Habló José Arias muy contrariado:
—Eso es imposible, pues mi padre y mi abuelo paterno, el médico, lo tenían muy estudiado, lo que pasa es que con la guerra ya le perdieron la pista; bueno, ya se la había perdido mi abuelo; al cuadro, se entiende, porque mi padre, en una ocasión, tuvo en sus manos los dos pergaminos, el de la miniatura y el que dice que nuestro antepasado nunca cedió el cuadro a nadie, sino que sólo lo depositó en el monasterio de San Pedro de Montes para que unos frailes del Bierzo lo custodiaran; con las creencias de entonces, para que nadie se condenara por adorarlo. Lo que sí regaló a la Iglesia fue la bodega y todas las casas y tierras. Después, a lo largo de la historia no se conocieron las distintas enajenaciones. Todo eso me lo metió mi padre en la cabeza de tal manera que no se me olvidará nunca —guiñaba los dos ojos incesantemente y el parpadeo recordaba el vuelo de un colibrí de lo deprisa que aleteaba—. Además, a usted no le hace falta El Baco, pues debe de ganar mucho dinero; y yo, por el contrario, carezco de riquezas y, sin embargo, tengo que sacar a mi madre de la pocilga inmunda donde se encuentra y llevarla a curar a los mejores psiquiatras de Estados Unidos —hablaba Antonio Marculeta algo más calmado—. ¡Pobre mi viejo! ¡Pobre mi viejo! ¡Cuánto le hicieron sufrir las jodidas circunstancias —le asaltaba José Arias— por ser un hombre bueno.
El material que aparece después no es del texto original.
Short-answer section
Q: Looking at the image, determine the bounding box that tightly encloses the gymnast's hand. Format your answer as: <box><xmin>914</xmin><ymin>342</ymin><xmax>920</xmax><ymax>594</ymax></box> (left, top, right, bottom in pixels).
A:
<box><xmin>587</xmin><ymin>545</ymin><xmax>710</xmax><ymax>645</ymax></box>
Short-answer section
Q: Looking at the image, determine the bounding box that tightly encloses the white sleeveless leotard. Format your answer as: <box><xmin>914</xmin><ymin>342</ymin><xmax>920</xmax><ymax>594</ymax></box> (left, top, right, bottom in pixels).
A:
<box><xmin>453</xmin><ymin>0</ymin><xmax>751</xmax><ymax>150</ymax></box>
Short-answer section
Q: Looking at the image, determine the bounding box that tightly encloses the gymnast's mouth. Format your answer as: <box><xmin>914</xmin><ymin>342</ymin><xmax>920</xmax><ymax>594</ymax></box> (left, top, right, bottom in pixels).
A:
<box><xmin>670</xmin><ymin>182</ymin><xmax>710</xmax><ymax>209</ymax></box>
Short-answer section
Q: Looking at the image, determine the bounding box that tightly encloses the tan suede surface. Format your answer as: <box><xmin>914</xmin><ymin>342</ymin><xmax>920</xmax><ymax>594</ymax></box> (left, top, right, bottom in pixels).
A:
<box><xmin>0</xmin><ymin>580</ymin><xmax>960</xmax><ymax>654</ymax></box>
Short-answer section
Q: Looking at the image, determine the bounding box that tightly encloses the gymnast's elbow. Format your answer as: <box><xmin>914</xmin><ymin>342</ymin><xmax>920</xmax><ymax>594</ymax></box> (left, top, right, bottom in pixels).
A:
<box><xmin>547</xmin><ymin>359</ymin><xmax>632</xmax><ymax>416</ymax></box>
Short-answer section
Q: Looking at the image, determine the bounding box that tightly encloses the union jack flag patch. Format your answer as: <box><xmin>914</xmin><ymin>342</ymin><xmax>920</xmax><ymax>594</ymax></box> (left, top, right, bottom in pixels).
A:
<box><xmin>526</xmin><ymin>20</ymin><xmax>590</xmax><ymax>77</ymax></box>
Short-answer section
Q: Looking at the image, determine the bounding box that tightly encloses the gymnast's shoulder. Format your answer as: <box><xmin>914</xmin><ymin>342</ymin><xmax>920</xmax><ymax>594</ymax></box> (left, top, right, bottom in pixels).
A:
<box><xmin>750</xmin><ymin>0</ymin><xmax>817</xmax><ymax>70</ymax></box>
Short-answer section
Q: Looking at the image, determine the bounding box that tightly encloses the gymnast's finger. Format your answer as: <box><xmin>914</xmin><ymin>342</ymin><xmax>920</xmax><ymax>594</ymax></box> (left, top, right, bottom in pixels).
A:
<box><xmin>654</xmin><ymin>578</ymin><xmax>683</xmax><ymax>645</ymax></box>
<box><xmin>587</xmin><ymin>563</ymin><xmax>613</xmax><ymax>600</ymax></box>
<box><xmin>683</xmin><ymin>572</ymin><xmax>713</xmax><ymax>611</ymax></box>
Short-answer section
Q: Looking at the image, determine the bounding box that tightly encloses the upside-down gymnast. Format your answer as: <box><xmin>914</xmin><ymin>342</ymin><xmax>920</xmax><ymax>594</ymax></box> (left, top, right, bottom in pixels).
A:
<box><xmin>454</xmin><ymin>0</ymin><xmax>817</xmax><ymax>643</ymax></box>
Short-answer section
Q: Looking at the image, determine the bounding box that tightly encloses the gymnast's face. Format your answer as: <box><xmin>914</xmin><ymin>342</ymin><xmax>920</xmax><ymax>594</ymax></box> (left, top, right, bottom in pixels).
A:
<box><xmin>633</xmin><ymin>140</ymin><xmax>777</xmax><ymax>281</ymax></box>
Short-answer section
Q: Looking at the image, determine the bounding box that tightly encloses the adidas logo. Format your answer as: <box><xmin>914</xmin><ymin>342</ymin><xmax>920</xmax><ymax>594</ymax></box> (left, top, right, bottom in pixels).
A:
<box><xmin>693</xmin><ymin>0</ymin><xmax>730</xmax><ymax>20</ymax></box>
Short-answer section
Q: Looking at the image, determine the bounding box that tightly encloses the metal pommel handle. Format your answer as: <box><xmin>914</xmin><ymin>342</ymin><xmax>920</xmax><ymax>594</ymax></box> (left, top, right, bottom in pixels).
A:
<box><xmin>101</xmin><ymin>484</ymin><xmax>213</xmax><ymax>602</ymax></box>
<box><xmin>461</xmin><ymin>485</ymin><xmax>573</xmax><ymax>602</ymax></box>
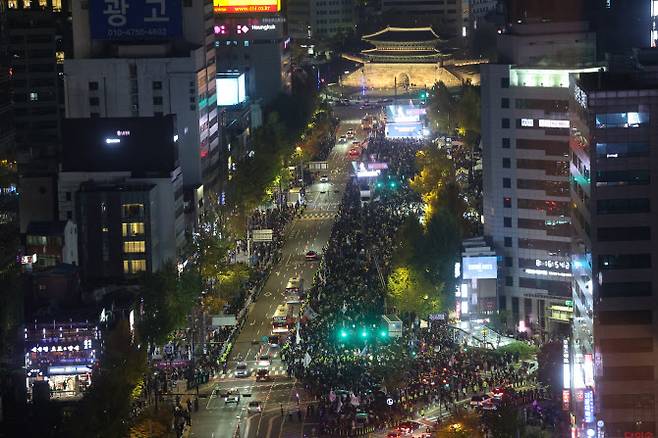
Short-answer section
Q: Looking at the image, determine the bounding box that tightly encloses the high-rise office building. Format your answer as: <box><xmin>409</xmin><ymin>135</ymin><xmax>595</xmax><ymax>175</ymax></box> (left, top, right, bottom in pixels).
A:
<box><xmin>0</xmin><ymin>0</ymin><xmax>14</xmax><ymax>159</ymax></box>
<box><xmin>58</xmin><ymin>115</ymin><xmax>186</xmax><ymax>282</ymax></box>
<box><xmin>563</xmin><ymin>68</ymin><xmax>658</xmax><ymax>438</ymax></box>
<box><xmin>7</xmin><ymin>8</ymin><xmax>62</xmax><ymax>164</ymax></box>
<box><xmin>214</xmin><ymin>14</ymin><xmax>292</xmax><ymax>106</ymax></box>
<box><xmin>64</xmin><ymin>0</ymin><xmax>220</xmax><ymax>195</ymax></box>
<box><xmin>481</xmin><ymin>22</ymin><xmax>595</xmax><ymax>334</ymax></box>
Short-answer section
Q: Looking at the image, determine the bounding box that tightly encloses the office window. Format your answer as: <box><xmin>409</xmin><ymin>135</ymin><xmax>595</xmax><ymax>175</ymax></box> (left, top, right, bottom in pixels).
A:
<box><xmin>121</xmin><ymin>222</ymin><xmax>144</xmax><ymax>237</ymax></box>
<box><xmin>123</xmin><ymin>259</ymin><xmax>146</xmax><ymax>274</ymax></box>
<box><xmin>595</xmin><ymin>111</ymin><xmax>649</xmax><ymax>129</ymax></box>
<box><xmin>123</xmin><ymin>240</ymin><xmax>146</xmax><ymax>253</ymax></box>
<box><xmin>121</xmin><ymin>204</ymin><xmax>144</xmax><ymax>218</ymax></box>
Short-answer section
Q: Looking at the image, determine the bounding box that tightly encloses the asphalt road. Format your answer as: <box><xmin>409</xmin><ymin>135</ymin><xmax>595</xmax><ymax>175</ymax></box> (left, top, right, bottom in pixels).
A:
<box><xmin>190</xmin><ymin>106</ymin><xmax>372</xmax><ymax>438</ymax></box>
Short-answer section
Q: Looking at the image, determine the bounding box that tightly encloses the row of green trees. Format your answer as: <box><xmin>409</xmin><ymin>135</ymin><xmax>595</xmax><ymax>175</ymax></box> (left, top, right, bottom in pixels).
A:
<box><xmin>388</xmin><ymin>147</ymin><xmax>465</xmax><ymax>318</ymax></box>
<box><xmin>427</xmin><ymin>82</ymin><xmax>481</xmax><ymax>145</ymax></box>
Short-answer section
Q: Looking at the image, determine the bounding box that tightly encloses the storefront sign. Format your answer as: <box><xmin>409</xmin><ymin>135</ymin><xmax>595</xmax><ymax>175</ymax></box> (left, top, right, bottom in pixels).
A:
<box><xmin>562</xmin><ymin>389</ymin><xmax>571</xmax><ymax>412</ymax></box>
<box><xmin>583</xmin><ymin>389</ymin><xmax>594</xmax><ymax>423</ymax></box>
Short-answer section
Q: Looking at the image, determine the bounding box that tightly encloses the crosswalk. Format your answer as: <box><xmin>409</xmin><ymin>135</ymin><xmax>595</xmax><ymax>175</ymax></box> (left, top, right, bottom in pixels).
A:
<box><xmin>301</xmin><ymin>212</ymin><xmax>336</xmax><ymax>220</ymax></box>
<box><xmin>219</xmin><ymin>365</ymin><xmax>286</xmax><ymax>380</ymax></box>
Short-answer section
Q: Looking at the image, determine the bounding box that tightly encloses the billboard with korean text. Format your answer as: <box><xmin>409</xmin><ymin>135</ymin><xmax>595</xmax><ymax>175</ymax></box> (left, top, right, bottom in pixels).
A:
<box><xmin>213</xmin><ymin>0</ymin><xmax>281</xmax><ymax>14</ymax></box>
<box><xmin>89</xmin><ymin>0</ymin><xmax>183</xmax><ymax>41</ymax></box>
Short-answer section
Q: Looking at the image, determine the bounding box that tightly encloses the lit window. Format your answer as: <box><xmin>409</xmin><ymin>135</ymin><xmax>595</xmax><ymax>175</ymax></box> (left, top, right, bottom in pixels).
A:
<box><xmin>121</xmin><ymin>204</ymin><xmax>144</xmax><ymax>218</ymax></box>
<box><xmin>123</xmin><ymin>260</ymin><xmax>146</xmax><ymax>274</ymax></box>
<box><xmin>121</xmin><ymin>222</ymin><xmax>144</xmax><ymax>237</ymax></box>
<box><xmin>123</xmin><ymin>240</ymin><xmax>146</xmax><ymax>253</ymax></box>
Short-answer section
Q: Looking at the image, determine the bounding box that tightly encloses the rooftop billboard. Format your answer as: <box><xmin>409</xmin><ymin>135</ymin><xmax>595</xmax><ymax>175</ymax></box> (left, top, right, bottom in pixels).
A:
<box><xmin>89</xmin><ymin>0</ymin><xmax>183</xmax><ymax>41</ymax></box>
<box><xmin>462</xmin><ymin>256</ymin><xmax>498</xmax><ymax>280</ymax></box>
<box><xmin>213</xmin><ymin>0</ymin><xmax>281</xmax><ymax>14</ymax></box>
Estoy seguro de que si se hubiera casado con mi madre —le dictó el tercero— nada de esto hubiera sucedido: El Baco hace años que hubiera sido nuestro, aunque creo que ya sé donde se encuentra; pero sin los pergaminos, que me tiene Pablo, no podré demostrar nada. Por eso me es imprescindible que alguien me ayude; nadie mejor que usted, profesional del Derecho. ¡Pobre mi viejo! —culminaba José Arias—: todavía no sé en qué clase de circunstancias extrañas murió en Arequipa. En el telegrama, el Arzobispo sólo me anunciaba que había muerto en circunstancias extrañas y que me enviaba dos baúles que contenían sus pertenencias. Es hoy el día en que el Arzobispo de Arequipa no sabe que soy su hijo, todavía cree que soy su sobrino, pero soy su hijo y me enorgullezco de haber tenido un padre tan digno, y lo he de proclamar a los cuatro vientos, que nadie ni nada tengan que tomar esto como una vergüenza, sino todo lo contrario.
Se liberó José Arias de un gran peso, como si le hubieran quitado un estilete que constantemente le punzara el cerebro y ocultó los ojos tras las manos en la frente, conteniendo el llanto con dolor de sienes, por lo que el notario se emocionó tanto al verlo que se acordó de Honorino el Viejo, y permanecieron ambos unos minutos en silencio, sin poder articular palabra.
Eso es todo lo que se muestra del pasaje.